키워드는 다음과 같으며 가볍게 참고만 하자.

Keyword : DETR architecture, Hungarian Matching, Overall Training Loss, Learnable Object Query

그리고 논문 읽기에 앞서서 의미를 알아두면 좋은 것들도 가볍게 소개하고 시작하겠다.

bipartite matching
- N개의 object 예측
- permutation을 진행하면서 적절한 object와 matching
- matching 후의 loss를 hungarian loss로 계산
  - Hungarian loss는 optimal assignment (GT와 prediction을 잘 matching한 순서) 이 후에, GT와 prediction의 loss
permutation-invariant
- sequence의 순서가 바뀌어 들어가도 괜찮다.
Learnable Query
- CoOp / CLIP
- query를 배운다는 게 무엇인가?에 집중해서 읽어보기

Abstract

Object detection을 direct set prediction problem으로 간주
prior knowledge를 사용하지 않기 때문에, detection pipeline 간소화
- NMS / anchor generation
DEtection TRansformer (DETR)을 제시
- Partite matching + Transformer encoder-decoder architecture
object query는 고정하고 object간의 relation & prediction을 병렬로 추론 가능
segmentation에도 generalization 가능

1. Introduction

Object detection = bounding box + category label의 set을 predict

즉, bounding box를 찾고 해당 bounding box가 어떤 category인지 찾는 것.
기존 방법들은 두 가지를 나눠서 진행 → localization + classification

⇒ direct set prediction approach 제안

machine translation이나 speech recognition 등에 많이 사용되었지만, object detection에는 아직 보편화되지 않았다.

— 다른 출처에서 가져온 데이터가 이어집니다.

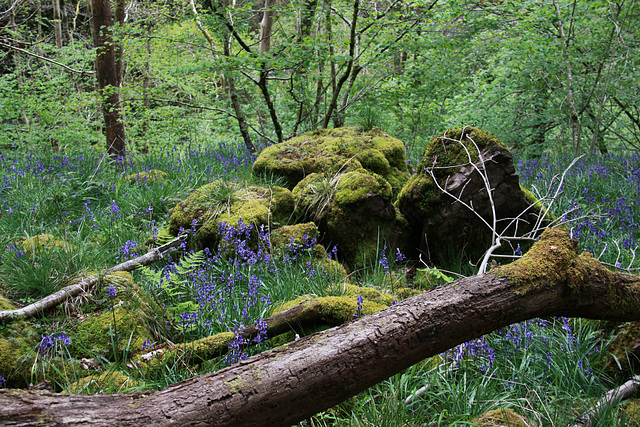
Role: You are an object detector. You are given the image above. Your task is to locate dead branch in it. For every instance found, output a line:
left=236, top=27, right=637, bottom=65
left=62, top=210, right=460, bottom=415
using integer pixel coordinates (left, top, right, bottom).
left=0, top=235, right=187, bottom=323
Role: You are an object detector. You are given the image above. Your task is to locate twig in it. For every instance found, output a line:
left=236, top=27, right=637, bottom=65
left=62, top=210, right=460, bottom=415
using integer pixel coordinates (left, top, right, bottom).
left=0, top=235, right=187, bottom=323
left=0, top=40, right=95, bottom=75
left=572, top=375, right=640, bottom=427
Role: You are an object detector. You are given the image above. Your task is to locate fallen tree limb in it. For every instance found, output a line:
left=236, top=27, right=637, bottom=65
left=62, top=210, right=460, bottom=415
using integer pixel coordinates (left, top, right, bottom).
left=572, top=375, right=640, bottom=427
left=1, top=228, right=640, bottom=426
left=0, top=235, right=187, bottom=323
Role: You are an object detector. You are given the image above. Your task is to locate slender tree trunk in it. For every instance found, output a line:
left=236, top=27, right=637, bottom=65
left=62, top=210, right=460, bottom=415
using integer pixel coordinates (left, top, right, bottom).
left=323, top=0, right=359, bottom=128
left=114, top=0, right=125, bottom=87
left=91, top=0, right=126, bottom=158
left=2, top=229, right=640, bottom=426
left=52, top=0, right=64, bottom=48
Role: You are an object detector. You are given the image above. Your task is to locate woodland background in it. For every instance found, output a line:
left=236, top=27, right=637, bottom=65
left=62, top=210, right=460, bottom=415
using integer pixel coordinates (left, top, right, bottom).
left=1, top=0, right=638, bottom=157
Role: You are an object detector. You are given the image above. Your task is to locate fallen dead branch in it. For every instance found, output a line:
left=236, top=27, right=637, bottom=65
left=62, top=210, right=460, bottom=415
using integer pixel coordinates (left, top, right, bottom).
left=0, top=235, right=187, bottom=323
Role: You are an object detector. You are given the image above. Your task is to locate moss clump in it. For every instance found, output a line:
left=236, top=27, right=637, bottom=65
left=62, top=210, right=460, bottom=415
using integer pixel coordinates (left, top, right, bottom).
left=20, top=234, right=71, bottom=256
left=294, top=168, right=406, bottom=267
left=270, top=222, right=319, bottom=252
left=494, top=227, right=608, bottom=295
left=67, top=371, right=142, bottom=394
left=124, top=169, right=168, bottom=185
left=168, top=182, right=295, bottom=250
left=0, top=292, right=39, bottom=388
left=136, top=332, right=235, bottom=371
left=397, top=127, right=545, bottom=264
left=328, top=283, right=397, bottom=306
left=418, top=127, right=507, bottom=180
left=471, top=408, right=534, bottom=426
left=72, top=306, right=152, bottom=361
left=272, top=293, right=389, bottom=325
left=252, top=127, right=409, bottom=195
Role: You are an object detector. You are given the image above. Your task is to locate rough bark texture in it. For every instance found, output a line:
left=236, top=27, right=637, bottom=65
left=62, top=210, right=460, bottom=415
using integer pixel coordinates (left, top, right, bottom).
left=1, top=228, right=639, bottom=426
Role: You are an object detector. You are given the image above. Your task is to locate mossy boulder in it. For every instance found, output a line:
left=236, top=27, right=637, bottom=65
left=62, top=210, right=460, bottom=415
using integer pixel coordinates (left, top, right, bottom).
left=168, top=181, right=295, bottom=250
left=397, top=127, right=547, bottom=263
left=124, top=169, right=168, bottom=185
left=270, top=222, right=319, bottom=251
left=293, top=168, right=410, bottom=267
left=252, top=127, right=410, bottom=195
left=0, top=293, right=39, bottom=387
left=72, top=305, right=153, bottom=361
left=471, top=408, right=535, bottom=426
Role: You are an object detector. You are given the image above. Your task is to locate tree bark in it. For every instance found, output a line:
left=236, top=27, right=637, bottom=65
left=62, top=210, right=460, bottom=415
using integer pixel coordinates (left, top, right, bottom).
left=91, top=0, right=126, bottom=159
left=2, top=228, right=640, bottom=426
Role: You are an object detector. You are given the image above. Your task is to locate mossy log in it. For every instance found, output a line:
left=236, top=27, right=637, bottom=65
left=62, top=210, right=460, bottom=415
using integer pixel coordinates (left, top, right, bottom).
left=2, top=228, right=640, bottom=426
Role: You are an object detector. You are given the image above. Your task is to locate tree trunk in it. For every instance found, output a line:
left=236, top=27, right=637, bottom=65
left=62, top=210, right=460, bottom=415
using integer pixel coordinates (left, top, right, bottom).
left=91, top=0, right=126, bottom=159
left=52, top=0, right=64, bottom=48
left=2, top=228, right=639, bottom=426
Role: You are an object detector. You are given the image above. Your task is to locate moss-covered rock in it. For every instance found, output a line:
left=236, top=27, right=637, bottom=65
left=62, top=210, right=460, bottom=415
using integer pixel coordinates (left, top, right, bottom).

이전에 시도들은 prior knowledge를 다른 형태로 추가하거나 challenge benchmarks에 대해서 strong baseline으로 충분한 성과가 있었음을 증명하지 못했다.

본 연구는 object detection (OD)를 하나의 prediction problem으로 간주하고 pipeline을 간소화 했다.

[Architecture]

transformer 기반의 encoder-decoder architecture
- sequence prediction에 유용
self-attention mechanism
- sequence 안에 있는 element 들 간의 pairwise interaction을 모델링
- removing duplicate prediction과 같은 set prediction의 specific constraints에 더 특화된 architecture 제공
- 여기서 removing duplicate prediction이란, 가장 좋은 prediction을 제외하고 나머지 카피본들을 제거한다는 의미이다.

모든 object를 한번에 prediction하며 set loss function으로 end-to-end training
- set loss function : predicted object와 ground-truth object 간의 bipartite matching
prior knowledge를 encoding하는 hand-designed components를 버리면서 pipeline을 단순하게 만들 수 있다.
대부분의 detection methods와 다르게, DETR은 customized layers가 필요 없다.
- 따라서 standard CNN과 transformer classes를 포함하고 있는 어떤 framework에서든 쉽게 만들 수 있다.

이전 방법들과 비교했을 때, 가장 중요한 DETR의 특징은 다음과 같다.

bipartite matching loss
- predicted object를 ground-truth object에 하나씩 대응 → 이미지 속 각 객체를 정확하게 식별
- object를 예측하는 순서가 영향을 주지는 않기 때문에 parallel로 진행해도 괜찮음.
  - 1번 sea, 2번 tiger, 3번 beach, … = 1번 beach, 2번 sea, 3번 tiger,…
transformers with parallel decoding (non-autoregressive)
- 이전 연구들은 RNN을 활용한 autoregressive decoding에 초점

DETR을 제일 유명한 COCO dataset으로 평가하며 이는 Faster R-CNN baseline과 비교할 수 있을 만큼 좋은 performance를 보인다.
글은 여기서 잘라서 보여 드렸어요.